The software clock is related to the hardware and takes the clock information and translates it into a human usable date and time. It can’t do that without reference to the outside world as the hardware clock consists merely of a stream of “ticks” and doesn’t understand the concept of seconds, hours, days, months and days of the week. There is no weekend in the hardware clock’s world.
The reference to the outside world in the early days of computing meant the operator typing in the time, and the software clock relating that to a tick of the hardware clock. From then on the software clock just counts ticks and works out the human usable date and time from that.
As computers started to be networked together, a problem arose. Computer A’s and computer B’s clocks will have been set by a human to as close as the human can manage, but they may be several seconds apart, a lifetime in computer terms. This can cause issues like money appearing in bank accounts before the money disappears from the sending account when the transaction is automated. All transactions are automated these days.
At the same time as computers got networked, some far seeing people decided to set up a network of atomic clocks. These clocks are much more accurate than computers hardware clocks which can “drift”, because not all computer clocks tick at exactly the same rate. As a service this service is provided on the Internet and this has almost universally been adopted.
Your computer will contact a local time source, which contacts a less local time source, and so on until one of the top tier time sources is connected. Thus they all synchronise with the top tier time source. All the top tier sources synchronise with each other so eventually all computer clocks are synchronised.
A computer synchronises with its time source by basically sending a packet of data to its time source and the time source replies. The computer compares the times and repeats the process a few times to get an average, and then, since the packet has to go out and back, halves the average and estimates the time at the time source as the time sources knows it. Then it sets the hardware clock to match. It continually does this, constantly updating its clock as necessary, which gives a very accurate value for the local time.
One might question the necessity of this accuracy. Isn’t it being a bit pointless to set clocks with such nit-picking accuracy? In a news story which I can’t now track down, a financial organisation lost millions, maybe billions of dollars because they did not handle a “leap second” accurately. Automatic stock market trading programs made thousands of trades in the few milliseconds that the company was out of sync with the rest of the world. But to you or I, doing our “online banking”, it won’t matter.
It’s worth remembering that the world-wide time system is pretty new. In these days we are accustomed to be able to contact someone on the other side of the world and to know what the time is with the contactee. But this is new.
It used to be the case that the local time was a sort of local consensus and did not rely on clocks.
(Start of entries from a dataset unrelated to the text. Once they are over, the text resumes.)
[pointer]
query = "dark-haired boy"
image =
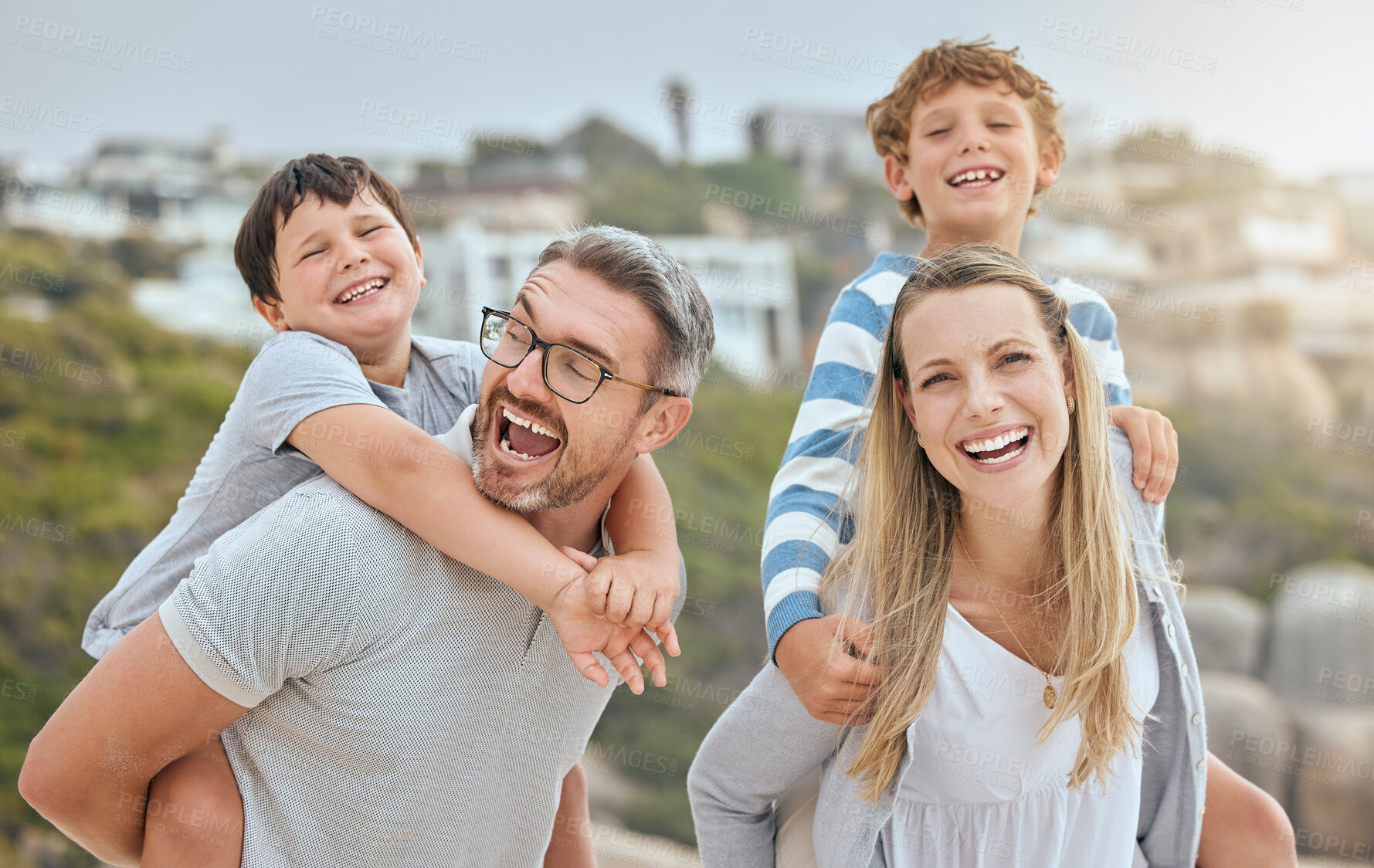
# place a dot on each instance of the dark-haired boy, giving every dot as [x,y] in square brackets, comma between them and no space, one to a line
[334,266]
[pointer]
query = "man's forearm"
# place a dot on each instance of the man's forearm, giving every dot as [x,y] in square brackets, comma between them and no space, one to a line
[106,820]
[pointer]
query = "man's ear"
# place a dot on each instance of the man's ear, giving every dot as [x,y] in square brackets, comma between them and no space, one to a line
[661,423]
[895,173]
[273,314]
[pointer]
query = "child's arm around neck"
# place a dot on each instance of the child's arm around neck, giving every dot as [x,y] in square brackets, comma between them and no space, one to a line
[421,483]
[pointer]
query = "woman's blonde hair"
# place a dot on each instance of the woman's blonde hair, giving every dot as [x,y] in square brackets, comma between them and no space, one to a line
[897,565]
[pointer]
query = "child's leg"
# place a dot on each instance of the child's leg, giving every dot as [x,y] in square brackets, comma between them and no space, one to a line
[572,843]
[195,813]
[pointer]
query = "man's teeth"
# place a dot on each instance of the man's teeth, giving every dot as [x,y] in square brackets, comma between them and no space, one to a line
[996,442]
[527,423]
[365,289]
[975,178]
[506,446]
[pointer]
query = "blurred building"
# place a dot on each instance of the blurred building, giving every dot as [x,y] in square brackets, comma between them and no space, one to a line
[820,147]
[1226,283]
[751,285]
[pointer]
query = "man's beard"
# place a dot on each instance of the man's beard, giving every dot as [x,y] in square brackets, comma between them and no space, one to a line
[572,478]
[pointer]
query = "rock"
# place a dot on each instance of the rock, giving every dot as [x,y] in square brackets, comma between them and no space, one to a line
[1250,730]
[1226,628]
[1333,782]
[1321,639]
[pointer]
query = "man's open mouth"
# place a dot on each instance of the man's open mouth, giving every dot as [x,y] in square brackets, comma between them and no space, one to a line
[975,178]
[361,290]
[525,439]
[998,449]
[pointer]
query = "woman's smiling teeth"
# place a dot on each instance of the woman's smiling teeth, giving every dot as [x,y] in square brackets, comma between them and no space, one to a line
[363,289]
[996,449]
[975,178]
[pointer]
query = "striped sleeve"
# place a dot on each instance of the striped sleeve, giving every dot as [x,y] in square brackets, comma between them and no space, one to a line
[1095,322]
[807,514]
[808,520]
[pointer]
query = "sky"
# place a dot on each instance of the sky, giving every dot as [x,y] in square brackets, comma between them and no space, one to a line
[1285,80]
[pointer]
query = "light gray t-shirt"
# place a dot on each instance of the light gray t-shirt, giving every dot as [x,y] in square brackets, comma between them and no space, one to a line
[249,463]
[405,709]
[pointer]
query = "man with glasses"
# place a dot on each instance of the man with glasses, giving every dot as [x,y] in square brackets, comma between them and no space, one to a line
[382,704]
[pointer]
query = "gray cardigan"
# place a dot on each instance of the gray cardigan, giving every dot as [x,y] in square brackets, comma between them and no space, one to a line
[765,742]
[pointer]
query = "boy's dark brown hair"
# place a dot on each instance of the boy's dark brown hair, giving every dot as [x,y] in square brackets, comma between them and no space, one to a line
[933,72]
[330,179]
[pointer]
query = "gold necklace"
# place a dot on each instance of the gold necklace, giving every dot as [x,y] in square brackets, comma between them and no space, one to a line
[1050,694]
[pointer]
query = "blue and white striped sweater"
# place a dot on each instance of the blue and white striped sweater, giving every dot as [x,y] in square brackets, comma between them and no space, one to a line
[804,531]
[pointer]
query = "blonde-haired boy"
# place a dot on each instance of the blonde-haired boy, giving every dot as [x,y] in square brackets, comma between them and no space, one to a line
[968,137]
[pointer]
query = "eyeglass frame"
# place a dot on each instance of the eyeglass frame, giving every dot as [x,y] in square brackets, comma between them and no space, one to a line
[546,347]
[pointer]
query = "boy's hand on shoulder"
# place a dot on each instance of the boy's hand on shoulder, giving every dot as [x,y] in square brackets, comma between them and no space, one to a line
[585,633]
[635,589]
[1156,448]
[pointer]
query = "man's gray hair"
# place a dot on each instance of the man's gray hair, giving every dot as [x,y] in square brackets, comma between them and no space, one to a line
[640,268]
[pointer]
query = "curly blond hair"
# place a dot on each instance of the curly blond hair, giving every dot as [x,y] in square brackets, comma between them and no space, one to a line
[935,70]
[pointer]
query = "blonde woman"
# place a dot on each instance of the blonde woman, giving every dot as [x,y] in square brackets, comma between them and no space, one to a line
[1040,704]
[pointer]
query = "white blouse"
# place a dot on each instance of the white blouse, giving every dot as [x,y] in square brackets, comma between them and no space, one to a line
[979,792]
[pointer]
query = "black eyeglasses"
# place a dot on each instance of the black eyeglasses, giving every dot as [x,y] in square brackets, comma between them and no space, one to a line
[568,374]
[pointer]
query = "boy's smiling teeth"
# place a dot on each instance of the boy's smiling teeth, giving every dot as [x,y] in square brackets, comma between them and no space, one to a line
[363,289]
[975,178]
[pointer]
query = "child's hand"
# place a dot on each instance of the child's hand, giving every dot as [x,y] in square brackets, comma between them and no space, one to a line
[634,589]
[1156,446]
[585,633]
Then when clocks became more common the local reference time source was the clock in the spire of the church. Time was still local as the church clocks were not synchronised.
As time keeping became more important, the local time zone might expand to cover a time or a city. Clocks could be synchronised in a small area by use of travelling clocks or watches, and really accurate clocks and watches enabled the explorers from Europe to travel the world.
The advent of long distance travel (by the railways) and of telephonic communications resulted in the need for consistent time information across countries and across continents. However, standard time was only legislated in the United States in 1918, and this subsequently spread to the parts of the rest of the world that were not using Greenwich Mean Time.